My folks love opera – I am clearly the black sheep in this family. I can’t stand it. It’s always in another language and I know enough to know that I’m missing the nuances and double entendres (I mean, it’s opera, there’s ALWAYS double entendres. And lots of deaths.)
Okay, it’s not that I can’t stand it, I actually quite like the music sometimes. But I feel like I only really “get” the English ones, and sometimes the French.
But the Met is amazing – they’ve opened up their archives and are posting an opera each evening for free. My folks used to go to the Cineplex showing of the Met Operas and now they are enjoying watching them in the living room. I have to say it’s kinda nice to have as background noise to my reading Divisional Court decisions or drafting adjudicator education materials.
But I still think of Bugs Bunny when I hear the opening strains of Rossini’s Il barbiere di Siviglia (Barber of Seville).
I searched for it on YouTube and found the LA Philharmonic playing it – complete with Bugs on screen! – at the Hollywood Bowl!
So two vaguely-related-to-opera stories from me:
My dad went to the eye doctor. He was having a hard time seeing things far away. The eye doc put him through the usual tests and said nothing really seemed wrong (at the time; turns out that doc was wrong but I digress).
My dad: “But I am having a hard time seeing the surtitles at the opera!“
Eye Doc: “Buy better seats“
The other vaguely opera related memory involves my parents and Easter. They always hosted family and close friends at Easter time. My dad and I would label 100s of pieces of chocolate – you had to find not only 14 (kids) or 7 (adults) pieces of chocolate but YOUR 14 or 7 pieces. Mom would be busy making food for a hundred and twenty people; but hey, we complained about labelling the chocolate 😉
So anyway, when a very young Maltese tenor arrived in Toronto one year to perform, it turns out his flight home was late in the evening on Easter Sunday. And his hotel made him leave early Sunday morning. No one else was around and he happened to call my father. And my folks did what they always did – they invited him over.
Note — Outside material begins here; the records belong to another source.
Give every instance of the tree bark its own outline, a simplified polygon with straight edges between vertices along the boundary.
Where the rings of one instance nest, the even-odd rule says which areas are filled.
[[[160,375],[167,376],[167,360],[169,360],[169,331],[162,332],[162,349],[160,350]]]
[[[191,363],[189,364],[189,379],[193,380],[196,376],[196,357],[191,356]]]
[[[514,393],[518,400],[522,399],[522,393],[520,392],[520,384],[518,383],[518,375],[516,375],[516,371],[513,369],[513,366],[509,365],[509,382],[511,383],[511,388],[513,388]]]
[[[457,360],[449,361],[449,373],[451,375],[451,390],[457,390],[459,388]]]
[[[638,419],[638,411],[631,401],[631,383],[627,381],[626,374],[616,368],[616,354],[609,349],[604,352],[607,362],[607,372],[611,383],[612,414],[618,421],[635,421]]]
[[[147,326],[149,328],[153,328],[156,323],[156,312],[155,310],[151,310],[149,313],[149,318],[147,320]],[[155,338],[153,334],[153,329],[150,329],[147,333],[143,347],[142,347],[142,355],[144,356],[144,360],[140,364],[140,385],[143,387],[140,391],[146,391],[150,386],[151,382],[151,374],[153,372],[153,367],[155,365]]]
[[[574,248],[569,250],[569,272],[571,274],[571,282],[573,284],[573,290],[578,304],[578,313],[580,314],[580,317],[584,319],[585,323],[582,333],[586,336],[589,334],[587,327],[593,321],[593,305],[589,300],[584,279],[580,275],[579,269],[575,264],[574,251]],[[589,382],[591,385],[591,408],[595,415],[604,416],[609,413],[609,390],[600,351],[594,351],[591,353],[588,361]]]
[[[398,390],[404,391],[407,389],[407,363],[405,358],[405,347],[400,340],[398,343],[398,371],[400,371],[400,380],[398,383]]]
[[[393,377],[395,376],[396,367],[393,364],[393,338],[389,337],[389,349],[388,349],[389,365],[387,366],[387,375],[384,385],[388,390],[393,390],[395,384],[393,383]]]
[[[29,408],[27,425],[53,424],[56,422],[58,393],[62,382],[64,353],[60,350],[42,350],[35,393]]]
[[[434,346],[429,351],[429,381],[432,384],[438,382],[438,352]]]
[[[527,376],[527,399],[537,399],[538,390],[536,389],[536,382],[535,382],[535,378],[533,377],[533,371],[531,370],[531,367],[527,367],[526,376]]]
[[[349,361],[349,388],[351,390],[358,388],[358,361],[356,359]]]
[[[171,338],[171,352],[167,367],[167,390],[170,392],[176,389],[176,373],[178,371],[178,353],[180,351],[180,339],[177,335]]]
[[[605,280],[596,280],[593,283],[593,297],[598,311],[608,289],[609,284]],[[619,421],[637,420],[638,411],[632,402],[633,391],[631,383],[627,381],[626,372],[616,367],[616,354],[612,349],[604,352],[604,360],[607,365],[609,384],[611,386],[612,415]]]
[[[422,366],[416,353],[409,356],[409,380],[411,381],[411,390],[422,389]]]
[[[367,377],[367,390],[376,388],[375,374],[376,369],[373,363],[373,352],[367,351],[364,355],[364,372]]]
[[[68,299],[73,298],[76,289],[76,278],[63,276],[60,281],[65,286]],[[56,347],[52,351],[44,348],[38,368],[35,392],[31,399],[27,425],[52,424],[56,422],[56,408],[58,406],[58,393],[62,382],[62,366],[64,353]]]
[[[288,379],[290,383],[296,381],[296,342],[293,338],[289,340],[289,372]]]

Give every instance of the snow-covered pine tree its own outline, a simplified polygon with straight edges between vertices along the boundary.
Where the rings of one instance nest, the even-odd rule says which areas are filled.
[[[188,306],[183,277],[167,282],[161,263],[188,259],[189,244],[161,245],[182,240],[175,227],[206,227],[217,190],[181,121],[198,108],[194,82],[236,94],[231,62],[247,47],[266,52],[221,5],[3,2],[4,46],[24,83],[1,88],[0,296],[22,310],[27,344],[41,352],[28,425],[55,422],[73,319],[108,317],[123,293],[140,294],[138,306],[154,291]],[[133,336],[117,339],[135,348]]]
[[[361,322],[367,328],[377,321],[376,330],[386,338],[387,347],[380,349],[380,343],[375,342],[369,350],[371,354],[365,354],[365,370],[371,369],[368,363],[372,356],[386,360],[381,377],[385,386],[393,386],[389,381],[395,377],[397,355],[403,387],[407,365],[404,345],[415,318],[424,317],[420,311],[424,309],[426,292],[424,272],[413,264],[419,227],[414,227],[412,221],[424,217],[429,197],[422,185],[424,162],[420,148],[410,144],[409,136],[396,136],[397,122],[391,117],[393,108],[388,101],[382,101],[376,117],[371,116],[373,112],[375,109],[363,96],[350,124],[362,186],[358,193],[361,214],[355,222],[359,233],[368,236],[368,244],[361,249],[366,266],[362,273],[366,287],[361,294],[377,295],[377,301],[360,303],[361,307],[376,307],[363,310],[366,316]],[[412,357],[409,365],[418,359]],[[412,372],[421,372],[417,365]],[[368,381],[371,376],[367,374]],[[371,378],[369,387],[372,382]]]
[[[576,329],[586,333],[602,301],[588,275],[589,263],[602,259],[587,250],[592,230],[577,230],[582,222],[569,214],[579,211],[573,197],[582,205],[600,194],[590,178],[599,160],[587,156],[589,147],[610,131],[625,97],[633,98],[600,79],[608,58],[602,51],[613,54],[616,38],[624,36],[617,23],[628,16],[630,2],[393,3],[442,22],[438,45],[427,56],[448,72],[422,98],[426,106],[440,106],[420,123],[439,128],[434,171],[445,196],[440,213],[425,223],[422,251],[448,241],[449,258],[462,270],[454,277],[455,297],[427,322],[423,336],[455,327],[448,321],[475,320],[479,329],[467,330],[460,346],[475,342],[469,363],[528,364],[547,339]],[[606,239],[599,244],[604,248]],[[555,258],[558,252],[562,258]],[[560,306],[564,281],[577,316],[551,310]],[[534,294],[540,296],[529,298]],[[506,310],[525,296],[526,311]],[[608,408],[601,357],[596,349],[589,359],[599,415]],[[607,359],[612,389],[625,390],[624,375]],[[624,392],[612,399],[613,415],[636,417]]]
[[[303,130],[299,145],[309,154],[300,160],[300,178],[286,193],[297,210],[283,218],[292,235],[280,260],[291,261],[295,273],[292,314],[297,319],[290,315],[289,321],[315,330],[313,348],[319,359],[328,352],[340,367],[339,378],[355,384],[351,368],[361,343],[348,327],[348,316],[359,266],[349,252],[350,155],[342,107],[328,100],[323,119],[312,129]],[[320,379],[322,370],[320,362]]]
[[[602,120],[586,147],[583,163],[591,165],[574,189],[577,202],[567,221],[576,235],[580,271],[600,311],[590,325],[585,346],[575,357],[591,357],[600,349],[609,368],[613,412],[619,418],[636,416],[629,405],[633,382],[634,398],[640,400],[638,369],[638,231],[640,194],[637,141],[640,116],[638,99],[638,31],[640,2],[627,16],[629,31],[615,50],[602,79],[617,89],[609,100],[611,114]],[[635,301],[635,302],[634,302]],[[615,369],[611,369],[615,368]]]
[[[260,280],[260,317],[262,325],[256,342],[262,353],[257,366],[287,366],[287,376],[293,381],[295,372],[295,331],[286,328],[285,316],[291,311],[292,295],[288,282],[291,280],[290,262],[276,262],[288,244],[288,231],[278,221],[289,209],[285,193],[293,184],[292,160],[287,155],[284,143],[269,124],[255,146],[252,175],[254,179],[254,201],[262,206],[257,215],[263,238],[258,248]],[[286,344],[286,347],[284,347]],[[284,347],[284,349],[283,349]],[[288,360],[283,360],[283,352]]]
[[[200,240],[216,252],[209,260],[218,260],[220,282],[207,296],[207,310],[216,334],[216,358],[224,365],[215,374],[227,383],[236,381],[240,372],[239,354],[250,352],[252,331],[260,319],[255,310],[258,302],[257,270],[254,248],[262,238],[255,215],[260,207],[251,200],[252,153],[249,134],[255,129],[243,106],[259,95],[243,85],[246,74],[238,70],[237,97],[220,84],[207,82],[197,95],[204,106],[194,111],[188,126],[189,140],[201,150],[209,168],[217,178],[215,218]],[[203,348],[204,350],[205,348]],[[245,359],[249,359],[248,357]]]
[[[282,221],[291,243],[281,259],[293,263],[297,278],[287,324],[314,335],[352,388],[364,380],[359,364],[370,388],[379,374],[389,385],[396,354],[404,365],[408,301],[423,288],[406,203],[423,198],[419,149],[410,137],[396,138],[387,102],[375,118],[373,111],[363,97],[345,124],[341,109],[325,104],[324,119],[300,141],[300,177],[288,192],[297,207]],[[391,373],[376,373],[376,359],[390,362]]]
So this darling, charming young man (I say young, he’s only 4 years younger than me but I’ve always been old) arrived at our house, looked for chocolate labelled at the last minute with dozens of other people who had no idea that 15 or 20 years later Joseph Calleja would be singing at the Met. And we got to watch him this week AND he played one of my favourites from Shakespeare – Macduff!
The Metopera website wrote:
The great René Pape is Banquo and Joseph Calleja gives a moving performance as Macduff. Adrian Noble’s powerful production provides an ideal setting for this dark drama, which is masterfully presided over by Met Principal Conductor Fabio Luisi.